The strategy—called Downtown First—is attempting to counter what has been a sluggish local economy in recent years as a result of the global, national and provincial financial downturn.
One of the visuals the strategy uses is an aerial view map of the downtown to put the city in context and highlight proposed and in-progress projects, as well as significant development sites. Included are the large former KSS site, now known as Central Green, and the Okanagan Tree Fruit Co-operative’s 12.7-acre property on Vaughan Avenue in the North End.
That property has been sold, but the closing date isn’t until September and details of the deal are not being revealed until it’s complete. It includes the co-operative’s downtown Kelowna packinghouse and offices and the retail store located on Clement Avenue, as well as storage facilities on Vaughn Avenue.
The city, however, is expecting the new buyer to come forward with a an application to develop the property. There is also a large former trucking company site next door to the co-operative’s site that is already zoned industrial.

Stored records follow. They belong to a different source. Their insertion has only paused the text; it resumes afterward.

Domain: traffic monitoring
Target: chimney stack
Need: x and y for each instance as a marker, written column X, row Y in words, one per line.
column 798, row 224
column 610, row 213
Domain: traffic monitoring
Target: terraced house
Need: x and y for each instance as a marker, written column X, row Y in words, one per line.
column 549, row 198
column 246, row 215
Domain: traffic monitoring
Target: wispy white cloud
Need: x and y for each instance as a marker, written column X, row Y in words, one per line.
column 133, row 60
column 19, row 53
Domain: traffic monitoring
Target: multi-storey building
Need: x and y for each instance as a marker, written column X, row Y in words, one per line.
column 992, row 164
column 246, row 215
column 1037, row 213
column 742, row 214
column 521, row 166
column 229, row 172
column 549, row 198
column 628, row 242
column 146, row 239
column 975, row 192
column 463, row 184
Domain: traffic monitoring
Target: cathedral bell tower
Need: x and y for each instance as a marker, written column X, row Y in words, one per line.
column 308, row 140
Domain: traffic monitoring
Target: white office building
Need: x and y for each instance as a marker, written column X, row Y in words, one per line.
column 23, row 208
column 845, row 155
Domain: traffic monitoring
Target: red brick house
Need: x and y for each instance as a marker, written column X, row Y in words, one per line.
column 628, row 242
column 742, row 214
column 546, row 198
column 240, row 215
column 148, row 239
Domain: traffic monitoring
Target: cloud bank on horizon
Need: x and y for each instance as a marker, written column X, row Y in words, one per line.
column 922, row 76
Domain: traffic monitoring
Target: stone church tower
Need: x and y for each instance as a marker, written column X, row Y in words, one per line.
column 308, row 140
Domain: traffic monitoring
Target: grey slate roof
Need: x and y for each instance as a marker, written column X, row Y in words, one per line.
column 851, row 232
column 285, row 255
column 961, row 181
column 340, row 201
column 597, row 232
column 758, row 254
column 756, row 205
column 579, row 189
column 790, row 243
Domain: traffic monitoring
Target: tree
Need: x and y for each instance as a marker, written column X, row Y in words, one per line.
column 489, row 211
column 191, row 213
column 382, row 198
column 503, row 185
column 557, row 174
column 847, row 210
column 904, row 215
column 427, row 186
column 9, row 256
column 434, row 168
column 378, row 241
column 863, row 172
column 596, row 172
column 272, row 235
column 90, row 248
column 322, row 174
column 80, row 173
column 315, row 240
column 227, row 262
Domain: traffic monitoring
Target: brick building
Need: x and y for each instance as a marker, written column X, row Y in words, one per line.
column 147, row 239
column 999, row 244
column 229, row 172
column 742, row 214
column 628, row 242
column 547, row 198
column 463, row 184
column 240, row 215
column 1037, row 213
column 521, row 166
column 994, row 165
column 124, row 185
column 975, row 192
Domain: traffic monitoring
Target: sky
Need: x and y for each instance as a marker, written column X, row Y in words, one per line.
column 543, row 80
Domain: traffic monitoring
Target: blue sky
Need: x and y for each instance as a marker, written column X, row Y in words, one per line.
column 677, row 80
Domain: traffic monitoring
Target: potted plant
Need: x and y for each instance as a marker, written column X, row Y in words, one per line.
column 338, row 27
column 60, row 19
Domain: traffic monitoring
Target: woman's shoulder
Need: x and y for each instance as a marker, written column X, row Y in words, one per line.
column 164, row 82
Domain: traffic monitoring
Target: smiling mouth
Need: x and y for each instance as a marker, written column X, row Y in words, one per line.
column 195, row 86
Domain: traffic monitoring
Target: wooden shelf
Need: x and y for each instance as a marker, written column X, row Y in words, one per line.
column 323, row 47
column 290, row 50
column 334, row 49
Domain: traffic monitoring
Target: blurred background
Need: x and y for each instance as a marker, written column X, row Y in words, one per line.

Other potential sites include one the city says could be home to a new hotel at Manhattan Drive and Sunset Drive and a larger site that the city wanted to see a new hotel built on in past years across from Prospera Place at the corner of Clement Avenue and Sunset Drive.
“Council has made it clear, one of its main objectives is to grow the city’s economy and one way to do that is to market the downtown,” said Paterson. “That is what this strategy is doing.”
He said he expects the “Team Kelowna” approach—using the DKA, city, chamber of commerce, economic development commission, commercial realtors and local developers—to do just that.